The goal of this research was to evaluate economically three interventions designed to prevent substance use in general populations of adolescents, specifically focusing on the prevention of methamphetamine use and its subsequent benefits to employers.
In a randomized, controlled trial, three preventive interventions were delivered to 6th- or 7th-grade youth in 58 Iowa school districts, with 905 of these youth (449 girls) providing follow-up assessments as 12th graders. Intervention conditions included the family-focused Iowa Strengthening Families Program (ISFP), the school-based Life Skills Training (LST) program, and a combined condition of both the Strengthening Families Program: For Parents and Youth 10-14 (SFP10-14; an ISFP revision) plus LST (LST + SFP10-14). Analyses based on intervention costs, 12th-grade methamphetamine use rates, and meth-amphetamine-related employer costs yielded estimates of intervention cost, cost-effectiveness, benefit—cost ratio, and net benefit.

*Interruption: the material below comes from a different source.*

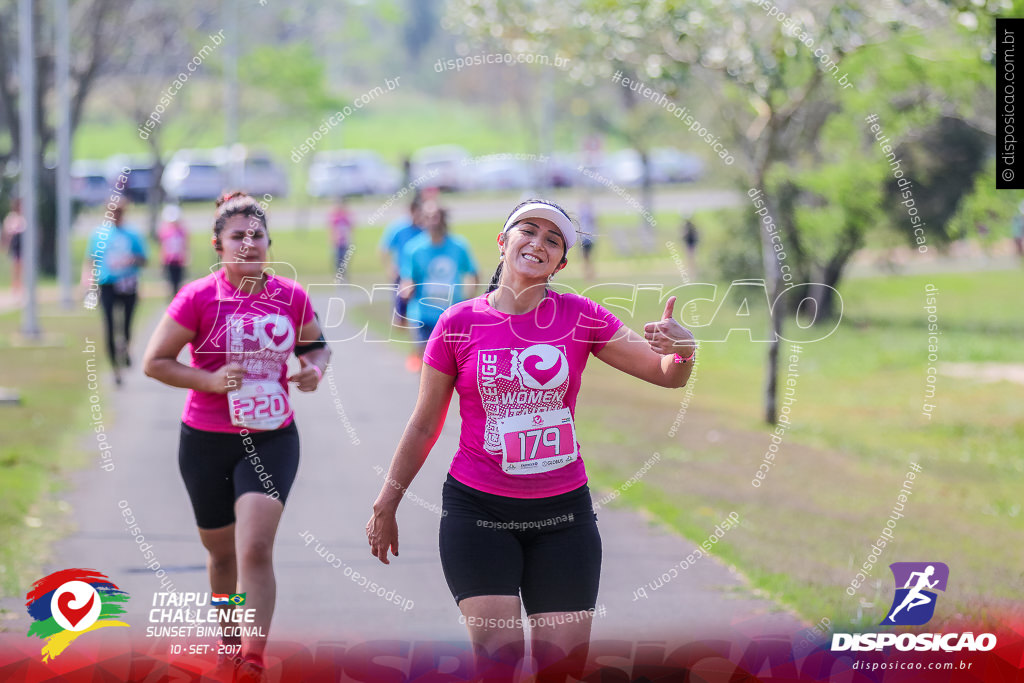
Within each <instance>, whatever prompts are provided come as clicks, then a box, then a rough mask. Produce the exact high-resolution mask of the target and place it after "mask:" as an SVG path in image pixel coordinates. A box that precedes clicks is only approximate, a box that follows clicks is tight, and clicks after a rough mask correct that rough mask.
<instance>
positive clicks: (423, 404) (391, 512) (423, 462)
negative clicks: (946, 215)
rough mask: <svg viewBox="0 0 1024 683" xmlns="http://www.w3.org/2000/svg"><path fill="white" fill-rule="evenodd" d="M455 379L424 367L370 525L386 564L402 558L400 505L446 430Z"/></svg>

The ISFP lowered methamphetamine use by 3.9%, cost $25,385 to prevent each case, and had a benefit-cost ratio of 3.84, yielding a net benefit of $2,813 per youth. The LST program reduced methamphetamine use by 2.5%, required $5,122 per prevented case, and had a benefit-cost ratio of 19.04, netting $2,273 per youth. The combined LST + SFP10-14 prevention condition lowered methamphetamine use rates by 1.8%, cost $62,697 to prevent each case, had a benefit-cost ratio of 1.56, and netted $620 per youth. Findings were robust after varying a number of key parameters across a range of plausible values.